With respect to Mao’s wartime request to visit Washington, for example, there is little doubt that the chairman’s primary goal was not to befriend the world leader of the imperialist camp, but rather to drive a sharp wedge between the Americans and Chiang K’ai-shek.

It was a classic application of Mao’s patented “united front” tactics, where a less threatening adversary is wooed and cajoled in order to isolate (and ultimately to overcome in defeat) a more immediate and threatening enemy, in this case, the Nationalists.

As for the CCP’s 1949 cloak-and-dagger meetings with U.S. Ambassador Leighton Stuart, the chief Communist negotiator at those meetings made it clear that the establishment of cooperative relations between the U.S. and China after the revolution was contingent upon the severance of all U.S. ties to Chiang K’ai-shek.

This was clearly further than the United States government was prepared to go, especially in view of Washington’s increasingly tense Cold War relations with Moscow.

Finally, there is scant evidence to support the claim, made by some historians, that Mao was consciously trying to play off the Russians against the Americans, and that he was seeking to escape from a tightening Soviet bear hug by courting American support.

Learn more about Communist Party’s national campaigns of land reform.

Reason for Mao’s Decision to Align with the Soviets

On the contrary, however, we now know that throughout Ambassador Stuart’s meetings with his Chinese counterpart, the Chinese side kept Stalin fully informed about the contents of their discussions; and that it was Stalin, rather than Mao, who proposed that the CCP should keep the door open to possible cooperation with the Americans, even if the U.S. refused to sever its ties with Chiang K’ai-shek.

Ultimately, then, the bulk of the evidence points to the conclusion that Mao’s decision to “lean to one side” was almost certainly the product of prevailing geopolitical and ideological realities, including the deepening of Cold War global bipolarity, and was not primarily the result of American blundering and short-sightedness.

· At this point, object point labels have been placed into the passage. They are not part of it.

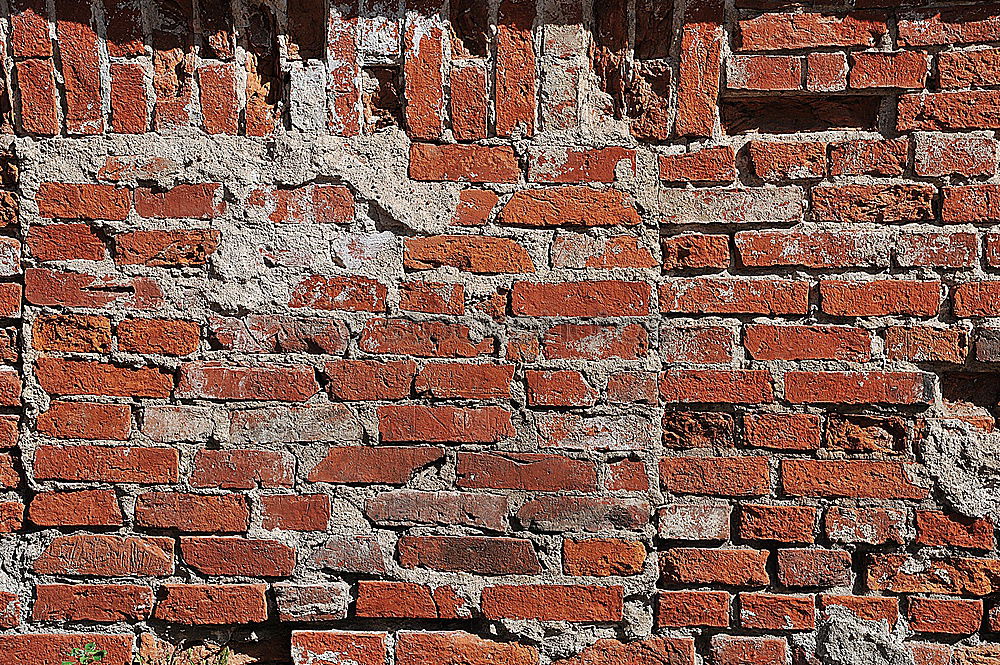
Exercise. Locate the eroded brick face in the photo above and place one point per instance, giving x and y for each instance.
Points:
(499, 333)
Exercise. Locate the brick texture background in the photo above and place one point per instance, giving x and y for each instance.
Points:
(507, 332)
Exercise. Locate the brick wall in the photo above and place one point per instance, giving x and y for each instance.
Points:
(500, 333)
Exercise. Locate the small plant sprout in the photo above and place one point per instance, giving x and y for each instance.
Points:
(86, 655)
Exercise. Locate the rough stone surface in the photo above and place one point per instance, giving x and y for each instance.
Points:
(516, 332)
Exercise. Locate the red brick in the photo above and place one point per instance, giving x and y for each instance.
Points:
(734, 296)
(813, 567)
(444, 424)
(684, 252)
(574, 206)
(952, 529)
(579, 251)
(788, 161)
(168, 337)
(902, 69)
(722, 476)
(730, 650)
(515, 69)
(279, 334)
(51, 649)
(632, 387)
(785, 524)
(192, 513)
(919, 344)
(869, 157)
(463, 163)
(405, 600)
(683, 609)
(782, 431)
(296, 513)
(627, 475)
(73, 201)
(219, 106)
(730, 567)
(700, 71)
(880, 298)
(872, 526)
(384, 465)
(589, 604)
(715, 164)
(971, 204)
(854, 478)
(80, 68)
(699, 344)
(107, 556)
(952, 576)
(575, 165)
(469, 101)
(129, 98)
(238, 557)
(826, 72)
(958, 25)
(64, 242)
(977, 299)
(525, 471)
(63, 377)
(482, 556)
(949, 616)
(425, 107)
(29, 37)
(92, 602)
(242, 469)
(213, 604)
(603, 557)
(665, 650)
(10, 300)
(857, 387)
(694, 429)
(432, 298)
(959, 110)
(595, 342)
(425, 339)
(764, 611)
(478, 254)
(582, 299)
(39, 98)
(166, 249)
(866, 608)
(717, 386)
(83, 508)
(767, 342)
(79, 420)
(559, 388)
(944, 154)
(210, 380)
(78, 463)
(873, 203)
(960, 69)
(369, 380)
(65, 289)
(445, 648)
(764, 72)
(778, 31)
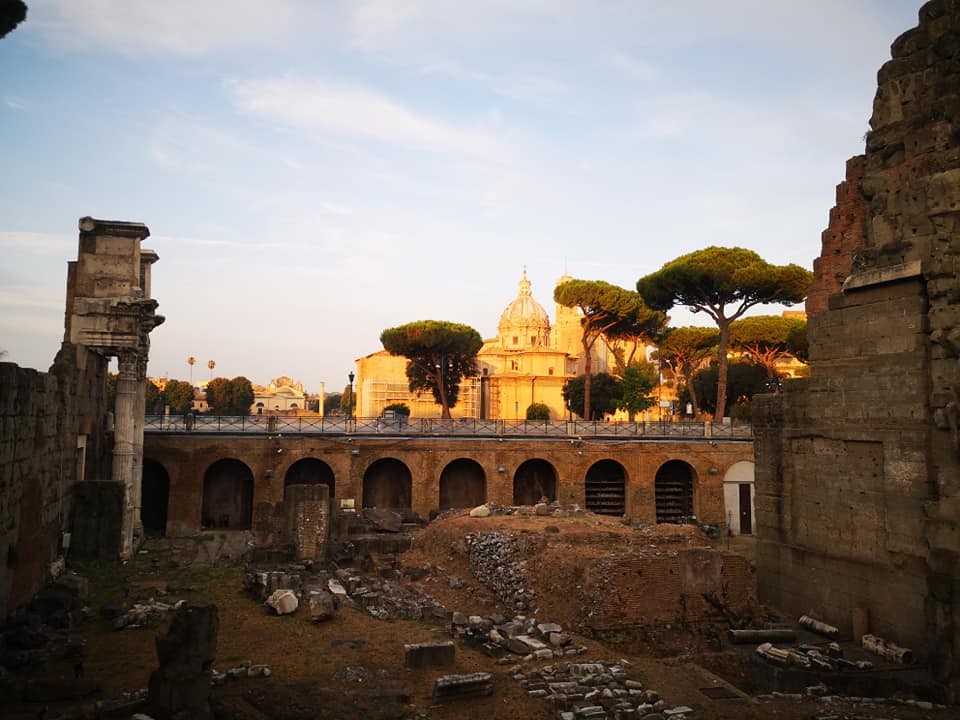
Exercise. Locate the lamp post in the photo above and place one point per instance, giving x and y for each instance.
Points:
(444, 364)
(350, 376)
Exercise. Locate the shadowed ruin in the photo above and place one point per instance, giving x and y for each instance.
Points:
(67, 464)
(858, 467)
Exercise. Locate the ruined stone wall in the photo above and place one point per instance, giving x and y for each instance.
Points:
(689, 586)
(843, 237)
(858, 467)
(186, 458)
(50, 438)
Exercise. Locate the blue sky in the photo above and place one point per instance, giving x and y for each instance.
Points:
(315, 172)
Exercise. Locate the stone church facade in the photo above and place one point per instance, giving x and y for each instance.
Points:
(529, 361)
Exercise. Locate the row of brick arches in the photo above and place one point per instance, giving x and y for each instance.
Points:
(387, 483)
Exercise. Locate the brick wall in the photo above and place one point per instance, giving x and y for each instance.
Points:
(187, 457)
(843, 237)
(858, 467)
(640, 591)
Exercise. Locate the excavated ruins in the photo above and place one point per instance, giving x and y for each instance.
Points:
(545, 611)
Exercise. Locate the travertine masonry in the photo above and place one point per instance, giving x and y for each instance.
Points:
(858, 467)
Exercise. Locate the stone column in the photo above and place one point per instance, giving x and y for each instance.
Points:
(136, 480)
(125, 415)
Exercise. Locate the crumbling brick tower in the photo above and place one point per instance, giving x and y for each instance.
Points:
(858, 467)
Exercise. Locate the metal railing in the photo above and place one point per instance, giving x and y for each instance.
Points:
(473, 427)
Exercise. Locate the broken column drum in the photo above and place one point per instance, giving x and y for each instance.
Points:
(109, 311)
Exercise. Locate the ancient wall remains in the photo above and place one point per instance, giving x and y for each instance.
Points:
(55, 435)
(843, 237)
(858, 467)
(685, 587)
(186, 459)
(50, 439)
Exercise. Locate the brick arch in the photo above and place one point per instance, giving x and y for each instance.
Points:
(463, 483)
(605, 488)
(309, 471)
(154, 497)
(387, 483)
(534, 479)
(674, 487)
(227, 495)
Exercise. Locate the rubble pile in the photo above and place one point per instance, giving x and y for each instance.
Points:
(553, 509)
(595, 689)
(44, 631)
(149, 614)
(811, 657)
(324, 592)
(457, 687)
(497, 636)
(496, 560)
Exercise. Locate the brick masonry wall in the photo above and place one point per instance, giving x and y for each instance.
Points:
(42, 416)
(858, 467)
(187, 457)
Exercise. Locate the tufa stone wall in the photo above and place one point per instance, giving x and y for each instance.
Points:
(51, 438)
(187, 458)
(308, 519)
(858, 467)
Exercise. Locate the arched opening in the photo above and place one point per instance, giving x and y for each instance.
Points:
(387, 484)
(154, 498)
(462, 484)
(606, 488)
(227, 496)
(674, 491)
(309, 471)
(738, 497)
(534, 479)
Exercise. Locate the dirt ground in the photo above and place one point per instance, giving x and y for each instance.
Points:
(353, 666)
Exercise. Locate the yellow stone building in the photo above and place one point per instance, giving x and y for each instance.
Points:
(527, 362)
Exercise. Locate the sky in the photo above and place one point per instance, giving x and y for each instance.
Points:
(315, 172)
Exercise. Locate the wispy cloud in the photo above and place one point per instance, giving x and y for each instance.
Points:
(327, 106)
(37, 243)
(182, 27)
(632, 67)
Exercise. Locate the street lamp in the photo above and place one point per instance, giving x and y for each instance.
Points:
(350, 376)
(441, 366)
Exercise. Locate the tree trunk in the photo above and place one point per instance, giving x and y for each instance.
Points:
(693, 394)
(724, 326)
(438, 379)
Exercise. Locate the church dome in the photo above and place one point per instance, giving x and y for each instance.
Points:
(524, 324)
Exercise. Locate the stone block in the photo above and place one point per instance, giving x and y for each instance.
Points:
(323, 605)
(419, 655)
(284, 602)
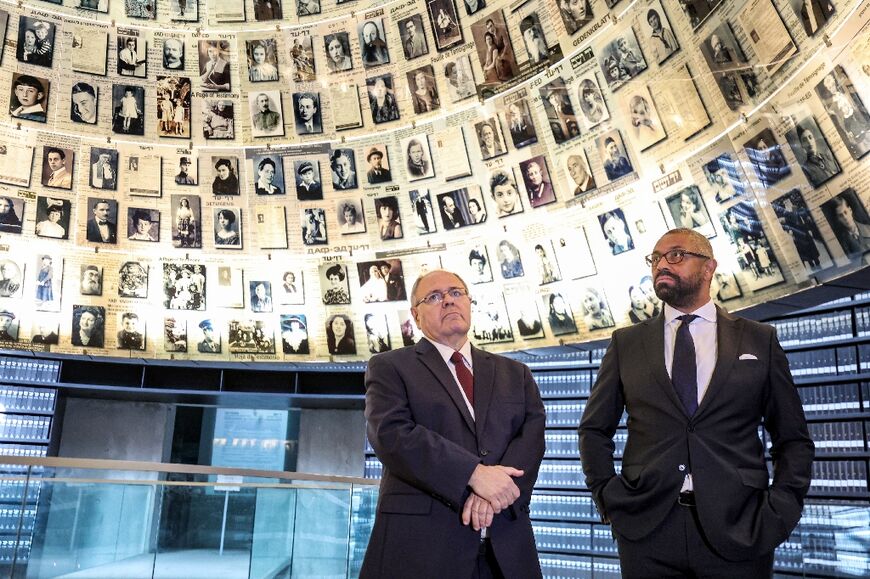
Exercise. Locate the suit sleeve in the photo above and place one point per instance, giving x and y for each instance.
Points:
(526, 450)
(598, 425)
(419, 456)
(792, 449)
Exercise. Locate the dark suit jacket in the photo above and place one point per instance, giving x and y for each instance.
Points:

Common Questions about China and Soviet Union Alignment

Q: What were the two challenges for the Chinese Communist Party after the Maoists’ victory in 1949?

The two challenges for the Chinese Communist Party were: first, to consolidate their political control, and second, to get the economy moving again.

Q: What was the Marshall Plan?

In 1947, President Truman had announced the birth of the Marshall Plan. It was designed to accelerate the economic recovery of Western Europe and thereby counteract rising Soviet power and influence in the East.

Q: Why else did President Truman do to check the rising influence of Soviet Union in the world?

By 1949, Truman had taken the lead in creating a trans-Atlantic anti-Soviet alliance, NATO, or the North Atlantic Treaty Organization.